# Cypripedium fasciolatum x acaule



## fundulopanchax (Apr 30, 2013)

There was discussion of this cross recently. Here is a plant in bloom. I have several of these, all obtained from a wholesaler in Germany (HardyOrchid). I believe but do not know for sure that these plants originated in Belgium.

They are definitely hybrid. The flowers look like "spherical" acaule flowers (similar in general shape to fasciolatum). The plants are very fasciolatum-like with stems with multiple leaves. The leaves are broader than fasciolatum (like acaule) but have the thinner consistency of fasciolatum. 

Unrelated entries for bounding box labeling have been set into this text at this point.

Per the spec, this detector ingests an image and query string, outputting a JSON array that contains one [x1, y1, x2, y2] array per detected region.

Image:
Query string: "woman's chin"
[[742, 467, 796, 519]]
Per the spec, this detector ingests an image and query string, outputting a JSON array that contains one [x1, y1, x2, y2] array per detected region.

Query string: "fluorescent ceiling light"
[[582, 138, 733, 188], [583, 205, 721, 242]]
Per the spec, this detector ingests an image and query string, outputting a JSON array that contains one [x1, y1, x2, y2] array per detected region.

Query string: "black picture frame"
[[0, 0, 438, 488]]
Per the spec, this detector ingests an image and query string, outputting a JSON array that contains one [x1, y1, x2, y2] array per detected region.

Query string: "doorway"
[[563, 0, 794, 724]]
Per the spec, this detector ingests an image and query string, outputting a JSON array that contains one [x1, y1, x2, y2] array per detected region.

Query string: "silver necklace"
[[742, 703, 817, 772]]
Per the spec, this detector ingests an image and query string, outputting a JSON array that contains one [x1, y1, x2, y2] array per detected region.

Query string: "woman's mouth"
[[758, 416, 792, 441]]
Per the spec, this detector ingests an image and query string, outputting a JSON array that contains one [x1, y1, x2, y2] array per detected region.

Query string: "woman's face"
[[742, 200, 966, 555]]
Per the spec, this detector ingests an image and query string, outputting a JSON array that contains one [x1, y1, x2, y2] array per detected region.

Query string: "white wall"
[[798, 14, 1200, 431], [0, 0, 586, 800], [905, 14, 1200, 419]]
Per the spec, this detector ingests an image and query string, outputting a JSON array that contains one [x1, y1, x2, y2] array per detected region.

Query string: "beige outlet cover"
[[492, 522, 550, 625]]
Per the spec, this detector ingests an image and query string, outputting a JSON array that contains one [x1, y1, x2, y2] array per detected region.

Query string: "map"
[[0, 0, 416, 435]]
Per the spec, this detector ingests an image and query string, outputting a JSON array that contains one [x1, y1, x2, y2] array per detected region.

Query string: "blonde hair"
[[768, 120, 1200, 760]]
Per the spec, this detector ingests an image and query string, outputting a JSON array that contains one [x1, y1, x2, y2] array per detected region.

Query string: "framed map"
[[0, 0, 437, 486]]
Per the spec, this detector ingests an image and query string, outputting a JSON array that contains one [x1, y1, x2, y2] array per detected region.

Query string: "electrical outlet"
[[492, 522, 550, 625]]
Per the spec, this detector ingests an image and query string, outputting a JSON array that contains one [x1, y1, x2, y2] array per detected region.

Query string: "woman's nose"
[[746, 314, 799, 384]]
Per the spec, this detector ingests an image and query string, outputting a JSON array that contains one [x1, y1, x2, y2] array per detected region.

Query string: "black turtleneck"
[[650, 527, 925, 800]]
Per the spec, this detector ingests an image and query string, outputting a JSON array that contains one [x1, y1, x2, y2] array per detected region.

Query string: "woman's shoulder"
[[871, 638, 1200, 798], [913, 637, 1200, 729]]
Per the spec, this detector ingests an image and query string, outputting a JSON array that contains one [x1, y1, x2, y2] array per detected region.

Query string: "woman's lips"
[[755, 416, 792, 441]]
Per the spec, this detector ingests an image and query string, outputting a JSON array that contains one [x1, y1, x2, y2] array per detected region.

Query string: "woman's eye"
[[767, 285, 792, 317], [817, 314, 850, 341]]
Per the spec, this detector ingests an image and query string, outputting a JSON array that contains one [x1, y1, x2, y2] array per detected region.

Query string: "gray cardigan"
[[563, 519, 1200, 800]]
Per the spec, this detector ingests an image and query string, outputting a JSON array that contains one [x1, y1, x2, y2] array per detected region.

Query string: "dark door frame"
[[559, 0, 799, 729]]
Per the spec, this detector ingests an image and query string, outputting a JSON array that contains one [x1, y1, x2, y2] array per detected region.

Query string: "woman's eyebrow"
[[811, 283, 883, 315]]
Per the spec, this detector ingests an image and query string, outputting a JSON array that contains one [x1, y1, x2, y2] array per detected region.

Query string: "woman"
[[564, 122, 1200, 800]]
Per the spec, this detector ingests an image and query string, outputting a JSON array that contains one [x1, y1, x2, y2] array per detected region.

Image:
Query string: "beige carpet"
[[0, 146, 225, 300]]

Each of the plants and their flowers are essentially identical to this one although this one has flowers that are a deeper red/pink than the others.

Ron


----------



## Erythrone (Apr 30, 2013)

Yes, there is acaule in this plant for sure!


----------



## parvi_17 (Apr 30, 2013)

That is really nice! Thanks for sharing these, it's on my wishlist now!


----------



## NYEric (Apr 30, 2013)

Thanks for sharing.


----------



## KyushuCalanthe (Apr 30, 2013)

Very interesting Ron - not what you'd call a beauty, but neat. I wonder how easy it will be in culture. While you can see both parents in there, acaule really dominates the flower color and shape. Really different!


----------



## The Orchid Boy (Apr 30, 2013)

Love that pouch!


----------



## mrhappyrotter (Apr 30, 2013)

I think it's wonderful. Acuale is the only species that I've encountered in my area, and I can really see the influence in this hybrid.


----------



## fundulopanchax (Apr 30, 2013)

KyushuCalanthe said:


> Very interesting Ron - not what you'd call a beauty, but neat. I wonder how easy it will be in culture. While you can see both parents in there, acaule really dominates the flower color and shape. Really different!



It will be interesting to follow garden hardiness. The plants I have were clearly raised in pots as the root mass is pot-shaped. They did well over the winter and shot up this spring.

Ron


----------



## Dido (May 1, 2013)

Really nice one thanks for sharing, 
mine are still sleeping. 
I love this cross made it too 2 years ago. 

Hope the plant I bought will flower this year too. 

Had it in pot at -10C so should be for sure hardy.


----------